真っ暗な夜色の、晴天の空に散りばめられた星達が、色彩豊かに咲く光に隠された。直後、おなかに響くほどの音と振動。
次から次へと打ち上がる光の花々に、周囲のあちこちから歓喜の声が湧き起る。
「うっわぁ…。めっちゃ綺麗…」
見惚れていた那央の呟きに、満足そうに純平は笑った。
「冬の花火ってのも、オツだよな?」
「なにこれなにこれなにこれっ。純平知ってたの!?」
純平のウェアの裾をがっちり持って、ぐいぐい引っ張った。さっきまでの不機嫌なんて忘却の彼方、だ。
「もち。…誕生日、おめでとう!那央」
「やばい。嬉しいかも」
「お。那央、見てみろよっ」
純平は携帯電話を取り出し、ストラップの先についているガラス玉を覗き込んでいた。
「花火でも見える!」
「うっそ、あたしにも見せてっ」
携帯電話を受け取り覗き込む。視界いっぱいに海の水面が広がり、花火が上がる度にそれは色を変えた。
赤。緑。黄。青。金。桃。白。紫。
色とりどりの色彩は、冬の夜空に舞う粉雪に映えた。響き渡る音と共に、子供みたいにはしゃぐ姿。花火に照らしだされる横顔。

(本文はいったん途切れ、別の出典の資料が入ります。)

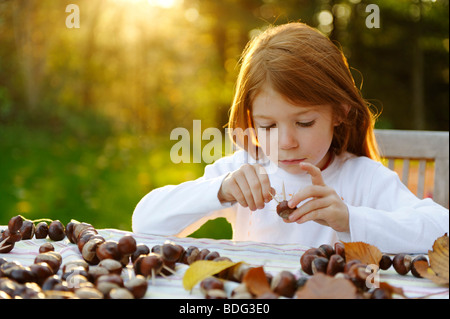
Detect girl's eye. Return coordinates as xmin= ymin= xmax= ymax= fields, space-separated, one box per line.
xmin=297 ymin=120 xmax=316 ymax=127
xmin=259 ymin=124 xmax=276 ymax=130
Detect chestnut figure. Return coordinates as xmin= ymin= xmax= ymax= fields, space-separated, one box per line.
xmin=411 ymin=255 xmax=428 ymax=278
xmin=34 ymin=222 xmax=48 ymax=239
xmin=48 ymin=220 xmax=66 ymax=241
xmin=326 ymin=254 xmax=345 ymax=276
xmin=271 ymin=270 xmax=297 ymax=298
xmin=334 ymin=241 xmax=345 ymax=260
xmin=277 ymin=200 xmax=296 ymax=219
xmin=133 ymin=253 xmax=164 ymax=277
xmin=20 ymin=220 xmax=36 ymax=240
xmin=97 ymin=240 xmax=121 ymax=260
xmin=124 ymin=275 xmax=148 ymax=299
xmin=65 ymin=219 xmax=80 ymax=244
xmin=318 ymin=244 xmax=335 ymax=258
xmin=392 ymin=254 xmax=412 ymax=275
xmin=200 ymin=277 xmax=225 ymax=295
xmin=379 ymin=255 xmax=392 ymax=270
xmin=131 ymin=244 xmax=150 ymax=263
xmin=311 ymin=257 xmax=328 ymax=274
xmin=117 ymin=235 xmax=136 ymax=256
xmin=8 ymin=215 xmax=23 ymax=234
xmin=39 ymin=243 xmax=55 ymax=253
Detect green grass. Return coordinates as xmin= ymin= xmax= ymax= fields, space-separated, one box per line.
xmin=0 ymin=125 xmax=231 ymax=239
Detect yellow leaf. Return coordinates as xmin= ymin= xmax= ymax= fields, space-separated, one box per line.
xmin=183 ymin=260 xmax=242 ymax=290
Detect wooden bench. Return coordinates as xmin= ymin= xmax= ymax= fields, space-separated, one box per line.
xmin=375 ymin=130 xmax=449 ymax=208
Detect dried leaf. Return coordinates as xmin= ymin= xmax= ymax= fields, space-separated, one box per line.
xmin=242 ymin=267 xmax=271 ymax=296
xmin=296 ymin=273 xmax=357 ymax=299
xmin=380 ymin=282 xmax=408 ymax=298
xmin=344 ymin=242 xmax=383 ymax=266
xmin=183 ymin=260 xmax=242 ymax=290
xmin=414 ymin=234 xmax=449 ymax=286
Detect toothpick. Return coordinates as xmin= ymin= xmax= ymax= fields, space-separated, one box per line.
xmin=269 ymin=192 xmax=280 ymax=204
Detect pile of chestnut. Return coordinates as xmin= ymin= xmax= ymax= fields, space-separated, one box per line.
xmin=300 ymin=242 xmax=427 ymax=298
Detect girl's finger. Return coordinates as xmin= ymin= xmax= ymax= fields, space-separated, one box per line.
xmin=255 ymin=165 xmax=275 ymax=203
xmin=289 ymin=197 xmax=329 ymax=222
xmin=288 ymin=185 xmax=328 ymax=208
xmin=235 ymin=173 xmax=256 ymax=211
xmin=300 ymin=163 xmax=325 ymax=186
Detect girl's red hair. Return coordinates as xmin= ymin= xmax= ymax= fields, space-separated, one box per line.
xmin=228 ymin=23 xmax=379 ymax=160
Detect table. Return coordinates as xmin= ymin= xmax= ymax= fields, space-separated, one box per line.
xmin=0 ymin=226 xmax=449 ymax=299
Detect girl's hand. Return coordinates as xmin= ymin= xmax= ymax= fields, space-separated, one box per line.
xmin=287 ymin=163 xmax=349 ymax=232
xmin=217 ymin=164 xmax=275 ymax=211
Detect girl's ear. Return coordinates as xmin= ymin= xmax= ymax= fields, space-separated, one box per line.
xmin=333 ymin=104 xmax=350 ymax=126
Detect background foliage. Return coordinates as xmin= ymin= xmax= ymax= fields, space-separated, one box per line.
xmin=0 ymin=0 xmax=449 ymax=238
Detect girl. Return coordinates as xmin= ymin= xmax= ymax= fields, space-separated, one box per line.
xmin=132 ymin=23 xmax=449 ymax=253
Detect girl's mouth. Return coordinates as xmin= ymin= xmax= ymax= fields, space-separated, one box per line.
xmin=280 ymin=158 xmax=305 ymax=165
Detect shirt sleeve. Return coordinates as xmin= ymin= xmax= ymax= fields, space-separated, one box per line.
xmin=338 ymin=164 xmax=449 ymax=253
xmin=132 ymin=152 xmax=243 ymax=236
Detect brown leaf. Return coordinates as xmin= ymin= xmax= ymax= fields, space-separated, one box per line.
xmin=344 ymin=241 xmax=383 ymax=266
xmin=380 ymin=282 xmax=408 ymax=298
xmin=414 ymin=234 xmax=449 ymax=286
xmin=242 ymin=267 xmax=271 ymax=297
xmin=296 ymin=273 xmax=357 ymax=299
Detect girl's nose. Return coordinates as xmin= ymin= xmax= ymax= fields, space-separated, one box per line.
xmin=278 ymin=128 xmax=298 ymax=150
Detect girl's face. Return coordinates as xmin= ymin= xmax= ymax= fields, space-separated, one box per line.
xmin=253 ymin=85 xmax=338 ymax=174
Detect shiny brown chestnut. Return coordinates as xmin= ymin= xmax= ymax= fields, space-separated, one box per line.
xmin=48 ymin=220 xmax=66 ymax=241
xmin=39 ymin=243 xmax=55 ymax=253
xmin=271 ymin=270 xmax=297 ymax=298
xmin=20 ymin=220 xmax=36 ymax=240
xmin=392 ymin=253 xmax=412 ymax=275
xmin=34 ymin=222 xmax=48 ymax=239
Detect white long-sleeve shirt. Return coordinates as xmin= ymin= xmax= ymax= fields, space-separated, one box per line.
xmin=132 ymin=151 xmax=449 ymax=253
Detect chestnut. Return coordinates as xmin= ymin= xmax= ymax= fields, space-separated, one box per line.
xmin=133 ymin=253 xmax=164 ymax=277
xmin=30 ymin=262 xmax=53 ymax=286
xmin=161 ymin=243 xmax=184 ymax=263
xmin=98 ymin=259 xmax=122 ymax=275
xmin=183 ymin=246 xmax=200 ymax=265
xmin=34 ymin=251 xmax=62 ymax=274
xmin=64 ymin=219 xmax=80 ymax=244
xmin=300 ymin=253 xmax=319 ymax=275
xmin=311 ymin=257 xmax=328 ymax=274
xmin=334 ymin=241 xmax=345 ymax=260
xmin=411 ymin=255 xmax=428 ymax=278
xmin=392 ymin=253 xmax=412 ymax=275
xmin=109 ymin=288 xmax=134 ymax=299
xmin=117 ymin=235 xmax=136 ymax=255
xmin=48 ymin=220 xmax=66 ymax=241
xmin=270 ymin=270 xmax=297 ymax=298
xmin=81 ymin=237 xmax=104 ymax=265
xmin=124 ymin=275 xmax=148 ymax=299
xmin=326 ymin=254 xmax=345 ymax=276
xmin=75 ymin=287 xmax=103 ymax=299
xmin=20 ymin=220 xmax=36 ymax=240
xmin=34 ymin=222 xmax=48 ymax=239
xmin=277 ymin=200 xmax=296 ymax=219
xmin=39 ymin=243 xmax=55 ymax=253
xmin=131 ymin=244 xmax=150 ymax=263
xmin=379 ymin=255 xmax=392 ymax=270
xmin=8 ymin=215 xmax=23 ymax=234
xmin=200 ymin=277 xmax=224 ymax=295
xmin=318 ymin=244 xmax=335 ymax=258
xmin=97 ymin=240 xmax=121 ymax=260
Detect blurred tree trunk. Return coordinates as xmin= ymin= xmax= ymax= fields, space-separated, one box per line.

どんなに鮮明に思い出せても、息遣いが傍にないのならば、記憶など無慈悲にそこにあるだけで。
大切じゃないなんて、思ったことはない。かと言って、それを意識して、大切に大切に、あたためていたわけでもない。
当たり前すぎて、あらためて包み込む必要もなくて。
その度合いがどれほどのものだったか、いなくなって初めて、知った。